Dark Corners of the Old Dominion: What are the Scariest Places in Virginia?

 

You may be asking, “What’s so scary about Virginia?”

Well, from Edgar Allan Poe’s Ragged Mountains to the shores of Tidewater’s Seven Cities… From the blood-soaked battlegrounds of the Civil War to the shadowy political arena of the D.C. Beltway… We have four hundred years’ worth of ghost stories, folk horrors, small-town terrors, urban legends, backwoods beasts, otherworldly secrets, and down-home Southern Gothic.

“Dark Corners of the Old Dominion: A Virginia Horrors Anthology” explores those dangerous destinations, myths, and monsters from the Commonwealth’s past, present, and future. 

Twenty-three authors with close ties to Virginia volunteered their time and talent to be part of this charity anthology, for which all of the publisher and author proceeds will be donated to Scares That Care, a 501c3 nonprofit dedicated to helping those with childhood illness, breast cancer fighters, and burn survivors.

A very special thanks to all the authors who contributed work for a wonderful cause. Some of the authors had time to sit down and answer a couple of questions about scary places in Virginia. We asked them to tell us about their stories, as well as where in the state they’d send a paranormal investigation team. They’ve dug up some dirt on the darkest places and here’s what they had to say:

Clay McLeod Chapman: 

A paranormal investigation team has only one night to spend in a Virginia location. Where would you send them and why?

I’d send them to the collapsed train tunnel in Church Hill. As a Richmonder ex-pat, I’ve always been partial to the Richmond Vampire and his tentative connections to the tunnel… but I think Church Hill at large is such a supernaturally steeped scene, it reminds me of those times I leave my tea bag in the mug for far too long…

Without giving away any spoilers, where does your Dark Corners story take place and what inspired the idea?

I’ve got some fam in Mathews County, which means I pay a visit now and then… and sometimes when we’re in town, we’ll pass a particular statue that has been hotly contested as of late.
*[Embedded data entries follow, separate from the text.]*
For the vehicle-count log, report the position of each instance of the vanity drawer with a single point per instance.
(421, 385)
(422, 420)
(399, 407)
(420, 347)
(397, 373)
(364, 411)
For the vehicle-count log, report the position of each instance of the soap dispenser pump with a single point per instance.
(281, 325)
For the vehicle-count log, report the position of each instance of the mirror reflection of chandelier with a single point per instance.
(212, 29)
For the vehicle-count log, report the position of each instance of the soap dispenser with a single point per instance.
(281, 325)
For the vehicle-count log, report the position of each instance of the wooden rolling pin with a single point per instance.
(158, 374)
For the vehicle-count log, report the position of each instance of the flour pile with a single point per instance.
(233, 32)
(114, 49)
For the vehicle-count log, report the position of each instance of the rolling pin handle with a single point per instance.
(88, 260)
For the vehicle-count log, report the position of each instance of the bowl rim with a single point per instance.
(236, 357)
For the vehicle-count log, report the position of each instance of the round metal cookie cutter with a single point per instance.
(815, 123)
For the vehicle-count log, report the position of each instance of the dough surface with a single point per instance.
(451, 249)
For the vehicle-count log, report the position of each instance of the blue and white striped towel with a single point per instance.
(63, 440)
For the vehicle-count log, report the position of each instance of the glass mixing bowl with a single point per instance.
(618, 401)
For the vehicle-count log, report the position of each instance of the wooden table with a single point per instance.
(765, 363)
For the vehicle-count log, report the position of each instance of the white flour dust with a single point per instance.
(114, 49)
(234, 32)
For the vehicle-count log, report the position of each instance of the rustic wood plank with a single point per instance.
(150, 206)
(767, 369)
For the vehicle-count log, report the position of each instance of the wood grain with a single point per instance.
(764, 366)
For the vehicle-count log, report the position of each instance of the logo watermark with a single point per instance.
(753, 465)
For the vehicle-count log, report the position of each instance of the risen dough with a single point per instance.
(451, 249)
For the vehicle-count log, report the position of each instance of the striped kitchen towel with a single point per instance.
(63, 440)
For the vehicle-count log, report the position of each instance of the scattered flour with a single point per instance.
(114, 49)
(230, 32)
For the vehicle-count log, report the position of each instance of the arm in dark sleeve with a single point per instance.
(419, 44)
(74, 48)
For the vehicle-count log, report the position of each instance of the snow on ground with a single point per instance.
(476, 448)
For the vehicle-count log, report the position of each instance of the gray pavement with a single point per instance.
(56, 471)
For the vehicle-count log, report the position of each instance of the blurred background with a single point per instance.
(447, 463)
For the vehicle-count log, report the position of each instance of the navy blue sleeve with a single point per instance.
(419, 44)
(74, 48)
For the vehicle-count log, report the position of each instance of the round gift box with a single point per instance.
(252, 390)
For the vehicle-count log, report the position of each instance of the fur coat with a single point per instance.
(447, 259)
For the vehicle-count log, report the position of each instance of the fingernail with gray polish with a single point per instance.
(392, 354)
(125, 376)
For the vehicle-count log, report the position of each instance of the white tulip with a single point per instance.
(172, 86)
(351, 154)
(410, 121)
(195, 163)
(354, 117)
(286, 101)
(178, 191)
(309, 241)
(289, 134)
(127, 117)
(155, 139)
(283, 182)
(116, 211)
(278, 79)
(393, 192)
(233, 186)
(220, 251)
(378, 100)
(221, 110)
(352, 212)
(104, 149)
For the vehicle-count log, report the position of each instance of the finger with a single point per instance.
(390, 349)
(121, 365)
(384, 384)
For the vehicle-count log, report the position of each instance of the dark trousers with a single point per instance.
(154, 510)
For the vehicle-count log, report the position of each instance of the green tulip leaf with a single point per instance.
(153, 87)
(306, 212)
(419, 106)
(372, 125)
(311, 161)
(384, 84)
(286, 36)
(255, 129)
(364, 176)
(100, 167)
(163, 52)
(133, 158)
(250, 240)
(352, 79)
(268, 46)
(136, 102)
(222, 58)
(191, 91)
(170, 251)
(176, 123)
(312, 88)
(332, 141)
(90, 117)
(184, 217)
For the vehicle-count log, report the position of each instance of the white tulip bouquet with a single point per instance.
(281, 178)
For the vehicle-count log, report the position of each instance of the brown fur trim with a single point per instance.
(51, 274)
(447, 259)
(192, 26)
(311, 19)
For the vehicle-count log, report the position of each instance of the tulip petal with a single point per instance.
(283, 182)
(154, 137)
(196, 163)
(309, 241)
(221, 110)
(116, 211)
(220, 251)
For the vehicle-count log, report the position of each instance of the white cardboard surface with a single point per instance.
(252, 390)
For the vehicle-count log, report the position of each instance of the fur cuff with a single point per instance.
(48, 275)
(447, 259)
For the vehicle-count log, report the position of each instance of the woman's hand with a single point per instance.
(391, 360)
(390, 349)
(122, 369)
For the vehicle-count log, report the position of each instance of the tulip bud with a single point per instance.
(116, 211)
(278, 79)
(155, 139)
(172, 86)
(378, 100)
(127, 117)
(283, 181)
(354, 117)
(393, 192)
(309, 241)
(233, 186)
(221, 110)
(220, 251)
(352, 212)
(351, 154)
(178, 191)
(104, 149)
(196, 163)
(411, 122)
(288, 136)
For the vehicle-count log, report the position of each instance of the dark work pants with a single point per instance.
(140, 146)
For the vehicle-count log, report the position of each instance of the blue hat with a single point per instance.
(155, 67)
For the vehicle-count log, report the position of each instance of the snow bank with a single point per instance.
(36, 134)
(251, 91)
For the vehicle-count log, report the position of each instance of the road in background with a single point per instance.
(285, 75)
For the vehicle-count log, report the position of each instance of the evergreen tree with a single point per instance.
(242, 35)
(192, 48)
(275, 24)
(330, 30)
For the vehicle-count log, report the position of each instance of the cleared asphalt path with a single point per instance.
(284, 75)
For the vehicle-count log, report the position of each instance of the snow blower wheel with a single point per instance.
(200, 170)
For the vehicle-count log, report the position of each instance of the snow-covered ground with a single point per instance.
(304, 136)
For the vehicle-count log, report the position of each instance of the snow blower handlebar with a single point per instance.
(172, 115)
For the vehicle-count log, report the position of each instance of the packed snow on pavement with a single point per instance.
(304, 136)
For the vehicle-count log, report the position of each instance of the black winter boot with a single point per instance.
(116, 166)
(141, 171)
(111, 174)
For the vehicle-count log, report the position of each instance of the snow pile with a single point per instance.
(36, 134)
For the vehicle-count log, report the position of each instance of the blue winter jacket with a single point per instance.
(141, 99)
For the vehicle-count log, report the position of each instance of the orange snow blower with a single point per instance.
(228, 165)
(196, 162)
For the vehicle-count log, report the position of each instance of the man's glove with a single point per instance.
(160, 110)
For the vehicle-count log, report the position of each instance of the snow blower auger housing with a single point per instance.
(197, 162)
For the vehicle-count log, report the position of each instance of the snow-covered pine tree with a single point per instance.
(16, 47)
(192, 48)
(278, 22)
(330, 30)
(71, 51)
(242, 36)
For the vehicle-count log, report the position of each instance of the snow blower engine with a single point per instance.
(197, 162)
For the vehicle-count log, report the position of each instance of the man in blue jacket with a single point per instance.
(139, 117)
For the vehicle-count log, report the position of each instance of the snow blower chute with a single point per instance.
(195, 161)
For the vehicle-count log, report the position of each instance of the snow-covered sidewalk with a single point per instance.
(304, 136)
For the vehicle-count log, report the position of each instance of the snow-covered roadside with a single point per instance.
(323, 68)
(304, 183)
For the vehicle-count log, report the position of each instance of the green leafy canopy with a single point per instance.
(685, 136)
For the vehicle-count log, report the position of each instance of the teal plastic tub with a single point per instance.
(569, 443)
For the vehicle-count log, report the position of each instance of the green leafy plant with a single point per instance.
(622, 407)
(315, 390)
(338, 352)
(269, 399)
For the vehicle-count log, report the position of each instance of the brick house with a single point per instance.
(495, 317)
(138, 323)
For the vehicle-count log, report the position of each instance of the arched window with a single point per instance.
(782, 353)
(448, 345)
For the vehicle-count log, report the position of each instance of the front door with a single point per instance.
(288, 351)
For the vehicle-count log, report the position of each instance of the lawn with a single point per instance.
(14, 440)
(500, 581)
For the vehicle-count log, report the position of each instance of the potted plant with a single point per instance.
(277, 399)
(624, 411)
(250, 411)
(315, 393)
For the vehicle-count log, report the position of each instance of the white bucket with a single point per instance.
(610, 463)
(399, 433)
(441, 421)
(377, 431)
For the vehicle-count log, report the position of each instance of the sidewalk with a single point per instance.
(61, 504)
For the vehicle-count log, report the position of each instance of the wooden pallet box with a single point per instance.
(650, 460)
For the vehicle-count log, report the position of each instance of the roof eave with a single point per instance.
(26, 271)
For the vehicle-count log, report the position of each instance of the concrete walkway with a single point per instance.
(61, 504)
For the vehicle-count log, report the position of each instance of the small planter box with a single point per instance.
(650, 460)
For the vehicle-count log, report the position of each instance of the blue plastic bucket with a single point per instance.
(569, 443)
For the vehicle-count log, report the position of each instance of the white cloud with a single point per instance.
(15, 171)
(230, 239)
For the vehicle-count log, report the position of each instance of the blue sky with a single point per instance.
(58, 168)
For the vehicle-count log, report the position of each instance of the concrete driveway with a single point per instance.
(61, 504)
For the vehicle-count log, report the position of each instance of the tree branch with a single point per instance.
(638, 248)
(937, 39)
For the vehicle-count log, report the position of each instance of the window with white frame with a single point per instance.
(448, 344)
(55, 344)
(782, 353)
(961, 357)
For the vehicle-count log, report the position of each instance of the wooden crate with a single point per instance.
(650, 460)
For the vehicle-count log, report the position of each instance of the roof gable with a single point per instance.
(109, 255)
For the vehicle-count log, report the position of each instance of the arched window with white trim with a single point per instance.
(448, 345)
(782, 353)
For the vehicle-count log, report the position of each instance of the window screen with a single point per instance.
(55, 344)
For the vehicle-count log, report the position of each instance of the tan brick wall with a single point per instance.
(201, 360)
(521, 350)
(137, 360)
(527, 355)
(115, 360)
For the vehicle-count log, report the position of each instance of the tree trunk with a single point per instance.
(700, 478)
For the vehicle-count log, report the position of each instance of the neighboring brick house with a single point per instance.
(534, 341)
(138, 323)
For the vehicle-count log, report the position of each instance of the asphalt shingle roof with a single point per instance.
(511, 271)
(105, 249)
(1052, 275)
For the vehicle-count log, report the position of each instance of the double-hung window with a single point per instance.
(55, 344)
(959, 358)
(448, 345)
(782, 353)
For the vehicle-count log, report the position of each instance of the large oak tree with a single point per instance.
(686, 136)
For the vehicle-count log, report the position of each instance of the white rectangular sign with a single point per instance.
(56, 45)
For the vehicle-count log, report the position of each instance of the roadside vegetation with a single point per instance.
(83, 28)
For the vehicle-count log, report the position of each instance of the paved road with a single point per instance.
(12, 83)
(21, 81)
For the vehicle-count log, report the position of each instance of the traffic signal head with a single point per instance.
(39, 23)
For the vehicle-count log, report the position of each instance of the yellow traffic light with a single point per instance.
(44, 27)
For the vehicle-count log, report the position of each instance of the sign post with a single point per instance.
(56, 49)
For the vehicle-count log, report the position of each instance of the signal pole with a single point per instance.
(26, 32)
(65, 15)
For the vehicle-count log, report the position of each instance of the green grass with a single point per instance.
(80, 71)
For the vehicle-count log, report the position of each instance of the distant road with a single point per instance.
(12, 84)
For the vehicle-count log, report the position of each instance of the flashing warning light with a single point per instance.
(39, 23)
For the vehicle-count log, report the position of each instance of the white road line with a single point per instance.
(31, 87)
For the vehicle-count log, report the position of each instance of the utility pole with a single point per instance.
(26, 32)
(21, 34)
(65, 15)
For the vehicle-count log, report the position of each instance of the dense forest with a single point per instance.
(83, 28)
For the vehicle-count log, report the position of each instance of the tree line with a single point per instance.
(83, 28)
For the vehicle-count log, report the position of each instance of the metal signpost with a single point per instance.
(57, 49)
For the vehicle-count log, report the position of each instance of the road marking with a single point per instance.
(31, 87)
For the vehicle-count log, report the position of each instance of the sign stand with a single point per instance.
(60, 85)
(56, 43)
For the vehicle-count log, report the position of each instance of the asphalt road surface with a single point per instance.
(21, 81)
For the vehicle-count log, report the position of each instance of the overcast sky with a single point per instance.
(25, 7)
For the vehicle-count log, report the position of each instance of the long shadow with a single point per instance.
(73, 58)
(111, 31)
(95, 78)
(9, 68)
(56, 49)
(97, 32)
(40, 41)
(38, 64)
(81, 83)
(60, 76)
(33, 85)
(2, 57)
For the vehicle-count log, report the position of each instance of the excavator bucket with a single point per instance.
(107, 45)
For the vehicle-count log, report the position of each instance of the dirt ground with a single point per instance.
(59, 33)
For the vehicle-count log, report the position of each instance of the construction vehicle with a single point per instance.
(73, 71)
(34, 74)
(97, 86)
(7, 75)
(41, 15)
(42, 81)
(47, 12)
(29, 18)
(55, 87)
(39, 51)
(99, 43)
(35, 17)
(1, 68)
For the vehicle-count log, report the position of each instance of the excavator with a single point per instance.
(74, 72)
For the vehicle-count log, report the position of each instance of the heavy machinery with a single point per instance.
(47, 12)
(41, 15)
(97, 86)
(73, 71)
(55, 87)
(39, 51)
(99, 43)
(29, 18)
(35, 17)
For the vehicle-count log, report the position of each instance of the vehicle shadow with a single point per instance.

Seemed like a solid spot to set a story. A ghost story.

Where can people find you online?

You can find me at www.claymcleodchapman.com

Twitter 

Instagram 

Facebook 

Threads 

TikTok 

Bluesky 

 

Catherine Kuo: 

A paranormal investigation team has only one night to spend in a Virginia location. Where would you send them and why?

Old Town Alexandria’s bound to have some interesting ghosts! Lots of history there, and I think they already have ghost tours.

Without giving away any spoilers, where does your Dark Corners story take place and what inspired the idea?

My story takes place in the Luray Caverns. I’ve only lived in Virginia for about three years now, so I didn’t know of any scary spots or urban legends. I asked my friend and sister what was scary about Virginia and one of them said, “The Luray Caverns could be scary if you wanted them to be,” and the other said “abortion laws,” in response to the Roe v. Wade decision at the time. I decided to combine the two.

Where can people find you online?

Twitter @catherinekuo531

Nicole Willson: 

A paranormal investigation team has only one night to spend in a Virginia location. Where would you send them and why?

I live near Cub Run Stream Valley Park, which has a lovely walking trail through places that played supporting roles in the Civil War. There is a very specific spot on this trail where people have told me they become disoriented—even if they’ve walked this trail hundreds of times. All of a sudden nothing in the area looks familiar, they can’t remember which direction they came from, and they can’t figure out where they need to go next. The effect doesn’t last long, but it’s deeply unsettling while it’s happening. I’d love to see a paranormal team investigate that spot and figure out what’s going on. 

Without giving away any spoilers, where does your Dark Corners story take place and what inspired the idea?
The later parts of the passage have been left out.